Ramstein meeting on Ukraine postponed after Biden cancels trip


FILE PHOTO: U.S. President Joe Biden speaks to the press before departing for South Bend, Indiana, from the South Lawn of the White House in Washington, U.S., October 5, 2024. REUTERS/Annabelle Gordon/File Photo

BERLIN (Reuters) - A summit meeting of Ukraine's key allies in Ramstein, Germany has been postponed after U.S. President Joe Biden cancelled a scheduled overseas trip, the organisers said on Wednesday.

Biden cancelled trips to Germany and Angola on Tuesday in a blow to plans for the highest level meeting ever of the Ramstein group of Ukraine's arms donors that aimed to underscore unwavering support for Kyiv against Russia's invasion.

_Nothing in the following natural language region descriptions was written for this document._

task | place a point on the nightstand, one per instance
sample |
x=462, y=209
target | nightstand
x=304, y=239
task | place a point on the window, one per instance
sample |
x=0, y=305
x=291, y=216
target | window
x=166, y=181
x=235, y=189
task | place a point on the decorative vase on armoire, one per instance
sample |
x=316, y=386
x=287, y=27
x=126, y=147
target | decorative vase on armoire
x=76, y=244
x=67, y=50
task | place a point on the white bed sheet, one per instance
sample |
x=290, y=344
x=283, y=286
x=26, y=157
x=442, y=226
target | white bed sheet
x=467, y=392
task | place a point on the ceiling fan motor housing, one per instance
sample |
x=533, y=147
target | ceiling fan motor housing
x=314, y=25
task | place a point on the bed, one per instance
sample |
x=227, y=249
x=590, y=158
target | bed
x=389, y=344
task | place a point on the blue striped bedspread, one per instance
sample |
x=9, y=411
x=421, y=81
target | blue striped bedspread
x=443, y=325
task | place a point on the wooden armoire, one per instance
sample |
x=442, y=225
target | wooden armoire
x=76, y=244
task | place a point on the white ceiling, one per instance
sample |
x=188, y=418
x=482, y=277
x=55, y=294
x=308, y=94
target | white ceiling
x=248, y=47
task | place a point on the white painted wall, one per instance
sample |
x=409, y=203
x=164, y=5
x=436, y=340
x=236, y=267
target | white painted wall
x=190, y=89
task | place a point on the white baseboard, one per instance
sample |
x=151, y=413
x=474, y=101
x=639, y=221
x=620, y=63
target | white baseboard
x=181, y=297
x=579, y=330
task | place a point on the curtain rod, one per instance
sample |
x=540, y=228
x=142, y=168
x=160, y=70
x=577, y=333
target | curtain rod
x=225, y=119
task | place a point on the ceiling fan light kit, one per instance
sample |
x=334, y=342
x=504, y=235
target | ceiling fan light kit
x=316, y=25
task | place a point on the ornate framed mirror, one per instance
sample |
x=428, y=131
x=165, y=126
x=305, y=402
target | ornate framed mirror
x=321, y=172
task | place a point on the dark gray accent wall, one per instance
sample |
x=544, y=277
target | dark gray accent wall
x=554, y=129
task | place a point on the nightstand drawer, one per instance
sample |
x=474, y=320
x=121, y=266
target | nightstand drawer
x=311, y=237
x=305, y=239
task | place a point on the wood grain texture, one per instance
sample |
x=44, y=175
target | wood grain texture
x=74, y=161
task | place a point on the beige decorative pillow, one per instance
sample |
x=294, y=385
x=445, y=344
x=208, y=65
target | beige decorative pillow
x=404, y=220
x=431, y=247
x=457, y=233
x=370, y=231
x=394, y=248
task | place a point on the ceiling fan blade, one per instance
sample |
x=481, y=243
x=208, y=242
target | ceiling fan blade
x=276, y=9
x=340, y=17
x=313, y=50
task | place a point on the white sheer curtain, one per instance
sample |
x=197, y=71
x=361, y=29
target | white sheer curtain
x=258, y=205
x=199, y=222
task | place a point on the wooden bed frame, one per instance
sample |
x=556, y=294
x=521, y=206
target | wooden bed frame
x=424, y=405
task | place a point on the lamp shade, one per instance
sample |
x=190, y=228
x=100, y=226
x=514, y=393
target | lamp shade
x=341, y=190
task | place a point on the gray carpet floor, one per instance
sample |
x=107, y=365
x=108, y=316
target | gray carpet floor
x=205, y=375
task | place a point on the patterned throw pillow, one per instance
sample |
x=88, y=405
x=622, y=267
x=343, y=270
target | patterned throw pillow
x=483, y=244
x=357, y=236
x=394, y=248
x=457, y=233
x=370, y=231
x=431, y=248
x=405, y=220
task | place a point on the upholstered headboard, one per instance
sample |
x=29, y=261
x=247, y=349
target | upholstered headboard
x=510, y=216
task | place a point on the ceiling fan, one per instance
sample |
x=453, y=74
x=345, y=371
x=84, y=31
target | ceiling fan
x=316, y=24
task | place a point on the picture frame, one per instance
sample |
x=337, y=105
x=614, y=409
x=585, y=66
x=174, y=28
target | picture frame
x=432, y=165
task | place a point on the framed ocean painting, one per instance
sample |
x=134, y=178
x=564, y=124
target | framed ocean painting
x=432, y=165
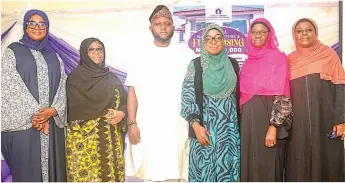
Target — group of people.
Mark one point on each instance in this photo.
(279, 118)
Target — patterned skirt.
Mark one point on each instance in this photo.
(95, 152)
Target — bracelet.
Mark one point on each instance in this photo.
(132, 122)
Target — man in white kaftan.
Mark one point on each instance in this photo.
(156, 131)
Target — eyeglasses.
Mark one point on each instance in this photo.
(217, 38)
(162, 24)
(94, 50)
(300, 31)
(32, 25)
(262, 32)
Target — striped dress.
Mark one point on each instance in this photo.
(219, 161)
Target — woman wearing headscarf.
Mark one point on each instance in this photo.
(265, 106)
(317, 78)
(209, 104)
(96, 124)
(33, 106)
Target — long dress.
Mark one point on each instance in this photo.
(95, 148)
(28, 85)
(318, 105)
(219, 161)
(258, 162)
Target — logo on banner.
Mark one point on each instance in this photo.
(216, 12)
(235, 41)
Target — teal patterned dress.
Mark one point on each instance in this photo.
(219, 161)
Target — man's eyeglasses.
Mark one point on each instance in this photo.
(94, 50)
(32, 25)
(262, 32)
(217, 38)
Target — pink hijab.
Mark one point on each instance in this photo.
(265, 72)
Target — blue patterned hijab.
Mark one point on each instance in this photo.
(42, 45)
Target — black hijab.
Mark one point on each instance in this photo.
(91, 87)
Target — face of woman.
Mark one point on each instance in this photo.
(259, 35)
(96, 52)
(214, 42)
(305, 34)
(36, 28)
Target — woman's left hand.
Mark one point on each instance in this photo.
(340, 130)
(44, 115)
(114, 116)
(271, 137)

"The Oct. 12, 2024 event is postponed," the U.S. public affairs office at Ramstein Air Base said in an email to journalists. "Announcements about future Ukraine Defence Contact Group meetings will be forthcoming."

Polish President Andrzej Duda's foreign policy adviser, Mieszko Pawlak, had earlier told Reuters that the meeting was not taking place and as such Duda would not travel to Germany. The U.S. had yet to announce a new date, Pawlak said.

The Ramstein group had been set to convene on the sidelines of Biden's Oct. 10-13 state visit to Germany, which would have been the first U.S. state visit in nearly 40 years.

But the White House said Biden was postponing his trip to oversee preparations for Hurricane Milton and relief efforts after another hurricane last month killed more than 200 people.

"It was clear that Biden had to send the signal that he was taking care of domestic policy - so close to the (U.S.) elections," said Stefan Mair, director of German foreign policy think tank SWP said. "I don't see this (postponement) as downgrading the importance of Ukraine."

After Russia's full-scale invasion of Ukraine in 2022, Washington gathered like-minded nations at the U.S. air base in Ramstein, southwestern Germany, establishing a group of some 50 countries whose defence ministers meet regularly to match Kyiv's arms requests with pledges of donors.

Saturday's meeting - the first at the level of government leaders - had been scheduled to open with public remarks by Biden, Ukrainian President Volodymyr Zelenskiy and German Chancellor Olaf Scholz, according to a German official.